Daniel P. Berrangé <berra...@redhat.com> writes:

> On Wed, Oct 18, 2023 at 02:02:08PM +0200, Markus Armbruster wrote:
>> Daniel P. Berrangé <berra...@redhat.com> writes:
>> 
>> > On Wed, Oct 18, 2023 at 06:51:41AM -0400, Michael S. Tsirkin wrote:
>> >> On Wed, Oct 18, 2023 at 12:36:10PM +0200, Markus Armbruster wrote:
>> >> > > x- seems safer for management tool that doesn't know about "unstable" 
>> >> > > properties..
>> >> > 
>> >> > Easy, traditional, and unreliable :)
>> >> 
>> >> > > But on the other hand, changing from x- to no-prefix is already
>> >> > > done when the feature is stable, and thouse who use it already
>> >> > > use the latest version of interface, so, removing the prefix is
>> >> > > just extra work.
>> >> > 
>> >> > Exactly.
>> >> > 
>> >> 
>> >> I think "x-" is still better for command line use of properties - we
>> >> don't have an API to mark things unstable there, do we?
>> >
>> > Personally I like to see "x-" prefix present *everywhere* there is
>> > an unstable feature, and consider the need to rename when declaring
>> > it stable to be good thing as it sets an easily identifiable line
>> > in the sand and is self-evident to outside observers.
>> >
>> > The self-documenting nature of the "x-" prefer is what makes it most
>> > compelling to me. A patch submission, or command line invokation or
>> > an example QMP command, or a bug report, that exhibit an 'x-' prefix
>> > are an immediate red flag to anyone who sees them.
>> 
>> Except when it isn't, like in "x-origin".
>> 
>> > If someone sees a QMP comamnd / a typical giant QEMU command line,
>> > they are never going to go look at the QAPI schema to check whether
>> > any feature used had an 'unstable' marker.

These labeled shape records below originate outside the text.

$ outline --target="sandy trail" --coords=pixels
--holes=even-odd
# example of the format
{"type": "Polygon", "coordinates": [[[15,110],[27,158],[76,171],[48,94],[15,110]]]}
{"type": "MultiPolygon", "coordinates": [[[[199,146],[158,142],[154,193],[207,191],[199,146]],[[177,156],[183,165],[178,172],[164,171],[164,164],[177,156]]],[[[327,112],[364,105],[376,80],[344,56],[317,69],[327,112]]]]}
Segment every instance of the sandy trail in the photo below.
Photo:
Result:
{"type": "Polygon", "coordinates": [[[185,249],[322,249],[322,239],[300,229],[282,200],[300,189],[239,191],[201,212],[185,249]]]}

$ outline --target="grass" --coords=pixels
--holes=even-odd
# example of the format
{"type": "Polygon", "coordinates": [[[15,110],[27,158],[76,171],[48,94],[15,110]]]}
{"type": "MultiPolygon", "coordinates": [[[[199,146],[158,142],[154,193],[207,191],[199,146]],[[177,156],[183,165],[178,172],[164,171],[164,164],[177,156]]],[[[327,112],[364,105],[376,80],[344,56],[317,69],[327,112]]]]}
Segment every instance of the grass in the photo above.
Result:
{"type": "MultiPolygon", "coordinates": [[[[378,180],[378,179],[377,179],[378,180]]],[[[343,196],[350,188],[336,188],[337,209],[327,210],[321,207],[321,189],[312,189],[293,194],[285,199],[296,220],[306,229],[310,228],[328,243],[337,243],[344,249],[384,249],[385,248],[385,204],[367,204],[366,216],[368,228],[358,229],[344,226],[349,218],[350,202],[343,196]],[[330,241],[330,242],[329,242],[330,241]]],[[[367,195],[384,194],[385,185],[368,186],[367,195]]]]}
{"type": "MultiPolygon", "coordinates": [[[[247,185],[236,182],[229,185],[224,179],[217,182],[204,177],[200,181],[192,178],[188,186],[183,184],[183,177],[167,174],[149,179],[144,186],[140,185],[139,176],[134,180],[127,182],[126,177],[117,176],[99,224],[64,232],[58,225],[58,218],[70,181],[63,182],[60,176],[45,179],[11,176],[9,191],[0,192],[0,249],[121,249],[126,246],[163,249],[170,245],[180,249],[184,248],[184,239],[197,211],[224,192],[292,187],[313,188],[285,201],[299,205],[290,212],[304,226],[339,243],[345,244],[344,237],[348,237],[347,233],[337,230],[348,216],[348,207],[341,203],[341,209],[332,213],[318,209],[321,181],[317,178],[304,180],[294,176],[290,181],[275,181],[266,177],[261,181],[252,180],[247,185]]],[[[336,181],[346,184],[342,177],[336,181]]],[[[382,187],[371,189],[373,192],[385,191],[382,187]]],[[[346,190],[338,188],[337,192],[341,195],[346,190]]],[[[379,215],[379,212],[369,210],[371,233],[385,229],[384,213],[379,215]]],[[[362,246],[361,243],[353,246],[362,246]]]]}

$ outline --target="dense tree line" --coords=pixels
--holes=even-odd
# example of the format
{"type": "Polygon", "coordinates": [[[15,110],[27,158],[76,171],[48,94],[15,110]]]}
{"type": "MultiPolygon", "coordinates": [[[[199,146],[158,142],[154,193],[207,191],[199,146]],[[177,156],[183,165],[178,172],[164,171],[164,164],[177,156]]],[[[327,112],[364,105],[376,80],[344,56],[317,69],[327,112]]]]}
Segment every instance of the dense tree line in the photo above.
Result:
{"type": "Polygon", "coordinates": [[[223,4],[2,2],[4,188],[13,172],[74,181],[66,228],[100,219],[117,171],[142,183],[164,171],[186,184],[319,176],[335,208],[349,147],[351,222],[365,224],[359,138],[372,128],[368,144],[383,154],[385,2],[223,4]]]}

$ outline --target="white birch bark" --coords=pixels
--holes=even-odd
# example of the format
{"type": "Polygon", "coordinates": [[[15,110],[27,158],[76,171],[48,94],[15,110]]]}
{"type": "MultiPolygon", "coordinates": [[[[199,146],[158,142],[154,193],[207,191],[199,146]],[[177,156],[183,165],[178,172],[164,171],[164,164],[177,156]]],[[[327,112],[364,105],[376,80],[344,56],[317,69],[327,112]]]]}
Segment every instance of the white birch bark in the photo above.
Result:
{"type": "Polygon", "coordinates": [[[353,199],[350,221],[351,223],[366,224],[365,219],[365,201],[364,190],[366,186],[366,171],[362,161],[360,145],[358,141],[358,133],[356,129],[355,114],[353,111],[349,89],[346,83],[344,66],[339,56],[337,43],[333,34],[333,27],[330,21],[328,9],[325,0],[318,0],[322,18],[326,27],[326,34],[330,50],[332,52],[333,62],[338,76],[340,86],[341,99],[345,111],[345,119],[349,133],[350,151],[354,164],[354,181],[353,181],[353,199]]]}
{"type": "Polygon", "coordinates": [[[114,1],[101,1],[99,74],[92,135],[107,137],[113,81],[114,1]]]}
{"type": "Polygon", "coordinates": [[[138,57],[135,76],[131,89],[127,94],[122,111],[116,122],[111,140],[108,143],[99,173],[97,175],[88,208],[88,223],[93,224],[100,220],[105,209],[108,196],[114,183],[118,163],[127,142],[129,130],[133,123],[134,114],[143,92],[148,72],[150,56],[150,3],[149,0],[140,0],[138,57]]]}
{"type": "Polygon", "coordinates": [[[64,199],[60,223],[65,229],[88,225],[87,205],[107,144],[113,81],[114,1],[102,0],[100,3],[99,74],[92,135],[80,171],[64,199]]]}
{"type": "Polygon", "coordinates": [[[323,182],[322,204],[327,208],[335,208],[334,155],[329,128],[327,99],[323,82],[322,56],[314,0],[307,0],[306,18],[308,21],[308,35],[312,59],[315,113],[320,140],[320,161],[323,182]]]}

The 'unstable' marker
>> > might as well not exist in most cases.
>> >
>> > IOW, having the 'unstable' flag in the QAPI schema is great for machine
>> > introspection, but it isn't a substitute for having an 'x-' prefix used
>> > for the benefit of humans IMHO.
>> 
>> I'm not sure there's disagreement.  Quoting myself:
>> 
>>     The "x-" can remind humans "this is unstable" better than a feature
>>     flag can (for machines, it's the other way round).
>> 
>> CLI and HMP are for humans.  We continue to use "x-" there.
>> 
>> QMP is for machines.  The feature flag is the sole source of truth.
>> Additional use of "x-" is fine, but not required.
>
> I guess we have different defintions of "for humans" in this context.
> I consider QMP  data still relevant for humans, because humans are
> reviewing patches to libvirt that add usage of QMP features, or

There's a much more reliable way:

1. Require tests

2. Run them with -compat unstable-input=reject,unstable-output=hide

   Or unstable-input=crash if you don't trust or don't want to rely on
   your test harness.

> triaging bug reports that include examples of usage,

Here you can run the reproducer with -compat.

>                                                      and in both
> cases it is pretty relevant to make unstable features stand out to
> the human via the x- prefix IMHO.

Your point remains at least somewhat valid all the same.